Thursday Reading & Recommendations | November 19, 2020

by AutoModerator

Previous weeks!

Thursday Reading and Recommendations is intended as bookish free-for-all, for the discussion and recommendation of all books historical, or tangentially so. Suggested topics include, but are by no means limited to:

  • Asking for book recommendations on specific topics or periods of history

  • Newly published books and articles you're dying to read

  • Recent book releases, old book reviews, reading recommendations, or just talking about what you're reading now

  • Historiographical discussions, debates, and disputes

  • ...And so on!

Regular participants in the Thursday threads should just keep doing what they've been doing; newcomers should take notice that this thread is meant for open discussion of history and books, not just anything you like -- we'll have a thread on Friday for that, as usual.

epiphanette

Can anyone recommend a good book about pre Peter the Great (pre-Petrine?) Russia? Not so much a political history, I’m more interested in a readable book on the material and cultural history of pre-Europeanized Russia.

Unidentified_Snail

Two questions: What is AskHistorians opinion on 'The English and their History' by Robert Tombs? I can't seem to find many if any academic reviews and from the sounds of it it's very very whiggish, but the journalistic reviews are mostly positive.
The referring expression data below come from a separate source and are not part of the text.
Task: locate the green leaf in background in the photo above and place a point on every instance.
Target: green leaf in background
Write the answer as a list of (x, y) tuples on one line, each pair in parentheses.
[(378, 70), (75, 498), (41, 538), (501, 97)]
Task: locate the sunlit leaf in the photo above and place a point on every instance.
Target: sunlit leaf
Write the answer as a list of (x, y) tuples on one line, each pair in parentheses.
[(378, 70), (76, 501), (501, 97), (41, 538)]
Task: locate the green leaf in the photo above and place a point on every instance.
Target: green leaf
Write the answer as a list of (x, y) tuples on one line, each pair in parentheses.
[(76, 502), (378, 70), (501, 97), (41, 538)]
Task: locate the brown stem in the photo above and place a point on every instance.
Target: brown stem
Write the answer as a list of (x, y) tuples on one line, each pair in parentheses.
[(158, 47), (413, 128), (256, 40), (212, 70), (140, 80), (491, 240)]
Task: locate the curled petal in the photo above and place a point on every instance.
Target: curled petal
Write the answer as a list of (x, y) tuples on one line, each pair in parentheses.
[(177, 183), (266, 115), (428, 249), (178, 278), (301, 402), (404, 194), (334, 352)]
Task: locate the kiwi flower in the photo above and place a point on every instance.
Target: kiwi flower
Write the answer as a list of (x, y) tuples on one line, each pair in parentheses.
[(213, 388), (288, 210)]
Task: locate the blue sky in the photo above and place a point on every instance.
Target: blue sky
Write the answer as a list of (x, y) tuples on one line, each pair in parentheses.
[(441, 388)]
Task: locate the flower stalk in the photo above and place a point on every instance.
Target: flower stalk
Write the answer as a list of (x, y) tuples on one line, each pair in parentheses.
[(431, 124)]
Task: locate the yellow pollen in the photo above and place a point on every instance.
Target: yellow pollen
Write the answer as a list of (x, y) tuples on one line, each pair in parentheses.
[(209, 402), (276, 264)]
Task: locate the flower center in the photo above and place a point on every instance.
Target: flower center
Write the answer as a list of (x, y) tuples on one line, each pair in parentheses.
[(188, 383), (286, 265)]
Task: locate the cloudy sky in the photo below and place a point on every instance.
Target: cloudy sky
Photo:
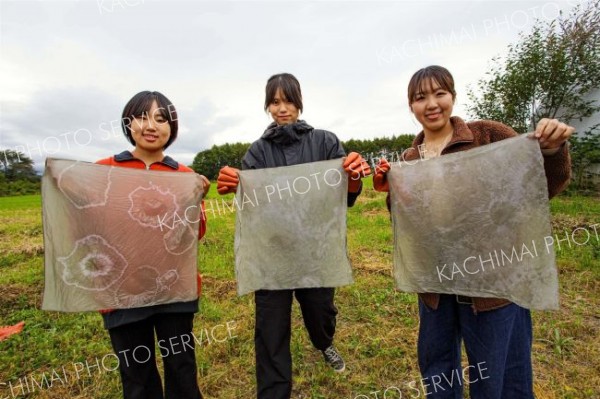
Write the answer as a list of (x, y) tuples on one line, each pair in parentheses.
[(67, 68)]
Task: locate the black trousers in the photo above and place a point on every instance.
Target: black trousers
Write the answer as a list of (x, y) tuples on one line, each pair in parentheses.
[(273, 330), (134, 344)]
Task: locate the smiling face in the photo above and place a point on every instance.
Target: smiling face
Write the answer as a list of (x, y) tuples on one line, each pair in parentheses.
[(282, 110), (151, 131), (432, 106)]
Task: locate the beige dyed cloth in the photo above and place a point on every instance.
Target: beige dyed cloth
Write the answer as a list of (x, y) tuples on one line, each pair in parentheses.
[(291, 227), (118, 237), (476, 223)]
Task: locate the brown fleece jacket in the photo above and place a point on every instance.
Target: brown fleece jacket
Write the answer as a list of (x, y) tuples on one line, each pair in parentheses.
[(474, 134)]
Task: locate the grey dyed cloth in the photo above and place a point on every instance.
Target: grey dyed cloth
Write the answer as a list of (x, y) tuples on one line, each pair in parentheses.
[(291, 227), (476, 223), (118, 238)]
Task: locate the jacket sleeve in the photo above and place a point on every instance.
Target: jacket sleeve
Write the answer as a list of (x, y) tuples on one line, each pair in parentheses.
[(335, 150)]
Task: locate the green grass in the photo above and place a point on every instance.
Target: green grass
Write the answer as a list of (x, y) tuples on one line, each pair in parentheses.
[(377, 325)]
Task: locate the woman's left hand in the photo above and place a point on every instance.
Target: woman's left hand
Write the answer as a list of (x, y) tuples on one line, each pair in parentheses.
[(551, 133), (356, 166)]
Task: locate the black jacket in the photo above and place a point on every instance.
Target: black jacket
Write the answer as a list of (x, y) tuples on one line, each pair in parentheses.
[(294, 144)]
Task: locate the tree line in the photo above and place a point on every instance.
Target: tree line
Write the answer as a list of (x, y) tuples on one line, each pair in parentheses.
[(18, 176)]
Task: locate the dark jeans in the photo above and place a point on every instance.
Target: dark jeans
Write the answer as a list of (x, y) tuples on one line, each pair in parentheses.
[(497, 342), (134, 345), (273, 330)]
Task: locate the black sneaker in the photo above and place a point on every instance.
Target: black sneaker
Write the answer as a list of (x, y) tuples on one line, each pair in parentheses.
[(333, 358)]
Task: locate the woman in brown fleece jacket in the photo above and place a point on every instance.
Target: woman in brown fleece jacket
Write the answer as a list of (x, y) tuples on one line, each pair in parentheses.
[(497, 333)]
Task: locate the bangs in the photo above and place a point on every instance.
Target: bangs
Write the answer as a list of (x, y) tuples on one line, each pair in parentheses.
[(422, 81), (290, 88)]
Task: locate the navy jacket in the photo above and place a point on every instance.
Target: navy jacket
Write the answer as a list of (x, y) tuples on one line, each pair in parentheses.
[(294, 144)]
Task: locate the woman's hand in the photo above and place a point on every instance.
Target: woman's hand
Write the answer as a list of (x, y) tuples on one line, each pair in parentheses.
[(228, 180), (551, 133), (205, 185), (356, 167), (380, 182)]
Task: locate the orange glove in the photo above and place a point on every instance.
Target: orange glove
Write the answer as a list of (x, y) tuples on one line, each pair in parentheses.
[(356, 167), (228, 180), (380, 182)]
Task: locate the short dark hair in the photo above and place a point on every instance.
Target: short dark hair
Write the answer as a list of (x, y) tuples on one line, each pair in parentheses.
[(141, 104), (290, 87), (423, 76)]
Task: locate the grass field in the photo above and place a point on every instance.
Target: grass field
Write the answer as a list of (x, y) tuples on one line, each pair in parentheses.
[(377, 325)]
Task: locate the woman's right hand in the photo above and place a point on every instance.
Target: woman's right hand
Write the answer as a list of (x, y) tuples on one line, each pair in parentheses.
[(228, 180), (380, 182)]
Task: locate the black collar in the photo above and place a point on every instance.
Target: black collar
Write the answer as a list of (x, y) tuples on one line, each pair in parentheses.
[(128, 156)]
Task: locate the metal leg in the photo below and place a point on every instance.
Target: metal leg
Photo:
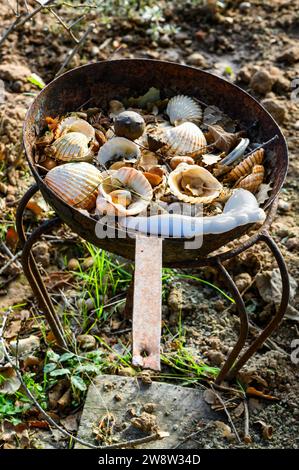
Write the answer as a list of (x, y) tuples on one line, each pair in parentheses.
[(280, 313), (243, 323), (31, 270)]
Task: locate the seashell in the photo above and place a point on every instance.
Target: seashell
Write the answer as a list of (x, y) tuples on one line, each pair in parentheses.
[(154, 175), (182, 108), (71, 147), (185, 139), (147, 160), (236, 153), (74, 124), (75, 183), (194, 184), (175, 161), (253, 181), (241, 209), (128, 180), (116, 148), (129, 124), (245, 167)]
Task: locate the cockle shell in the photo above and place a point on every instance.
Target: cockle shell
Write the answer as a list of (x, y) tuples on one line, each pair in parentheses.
[(253, 181), (175, 161), (245, 167), (71, 147), (185, 139), (75, 183), (74, 124), (182, 108), (116, 148), (125, 179), (194, 184), (241, 209)]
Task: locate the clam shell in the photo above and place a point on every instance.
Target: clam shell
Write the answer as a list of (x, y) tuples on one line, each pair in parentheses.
[(71, 147), (74, 124), (185, 139), (116, 148), (75, 183), (128, 179), (182, 108), (194, 184)]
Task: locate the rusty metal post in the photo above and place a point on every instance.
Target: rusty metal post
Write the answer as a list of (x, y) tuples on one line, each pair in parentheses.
[(147, 302)]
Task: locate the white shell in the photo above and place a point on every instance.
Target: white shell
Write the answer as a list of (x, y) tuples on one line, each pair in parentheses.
[(194, 184), (182, 108), (75, 183), (71, 147), (241, 209), (116, 148), (131, 180), (185, 139), (74, 124)]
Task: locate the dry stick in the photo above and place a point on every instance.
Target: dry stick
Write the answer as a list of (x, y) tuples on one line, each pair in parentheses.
[(227, 414), (75, 50), (119, 445)]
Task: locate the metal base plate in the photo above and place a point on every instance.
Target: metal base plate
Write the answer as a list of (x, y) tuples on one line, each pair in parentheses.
[(176, 410)]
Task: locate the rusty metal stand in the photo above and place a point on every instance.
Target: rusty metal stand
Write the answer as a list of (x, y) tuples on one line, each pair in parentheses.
[(235, 360)]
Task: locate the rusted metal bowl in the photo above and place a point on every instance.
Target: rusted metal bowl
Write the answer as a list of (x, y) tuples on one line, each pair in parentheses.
[(96, 84)]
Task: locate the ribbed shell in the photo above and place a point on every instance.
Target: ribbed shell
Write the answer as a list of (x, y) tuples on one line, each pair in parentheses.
[(244, 168), (71, 147), (74, 124), (185, 139), (187, 180), (116, 148), (253, 181), (182, 108), (126, 178), (75, 183)]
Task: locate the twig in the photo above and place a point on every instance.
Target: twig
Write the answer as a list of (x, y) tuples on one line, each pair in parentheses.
[(75, 50), (227, 414), (247, 437), (118, 445)]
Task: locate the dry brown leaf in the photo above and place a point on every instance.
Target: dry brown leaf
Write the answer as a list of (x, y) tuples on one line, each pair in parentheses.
[(222, 140)]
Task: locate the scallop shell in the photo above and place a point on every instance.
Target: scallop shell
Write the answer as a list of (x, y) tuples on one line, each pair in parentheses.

Second somewhat related question: I've been wanting to read more academic books on the history of Britain and was wondering if any residents could point me in the direction of some books from their period of expertise. I had the idea of making an unofficial 'History of Britain' series as a more up-to-date version of the Oxford series by combining the "best" books on the various periods together (Roman Britain, Early medieval, medieval, Tudors/early and late modern periods).

Raptor_be

Barbarian migrations and the Roman West, 376-568 from Guy Halsall Is it worth a read?

kingofthe_vagabonds

writings that explore the US's place in global history (especially related to Britain)?

looking for things similar to

American Empire by A G Hopkins

How to Hide an Empire by Daniel Immerwahr

The Global Cold War by Odd Arne Westad

thank you!

skysill

Any recommendations for history of Somalia, particularly post-independence?

AugustusPertinax

2 related questions:

  1. What modern, scholarly books on Restoration/Glorious Revolution-era British history would you recommend? (In addition to the books by Tim Harris and Mark Kishlansky on the book list.)

  2. What do you think of Thomas Babington Macaulay's History of England From the Accession of James II? I recently finished reading it, and I found it to be, if nothing else, one of the finest works of English language prose I've ever had the pleasure to encounter.

KimberStormer

Any of you historians read Thomas Frank's The People, No? I was thinking about getting it out from the library.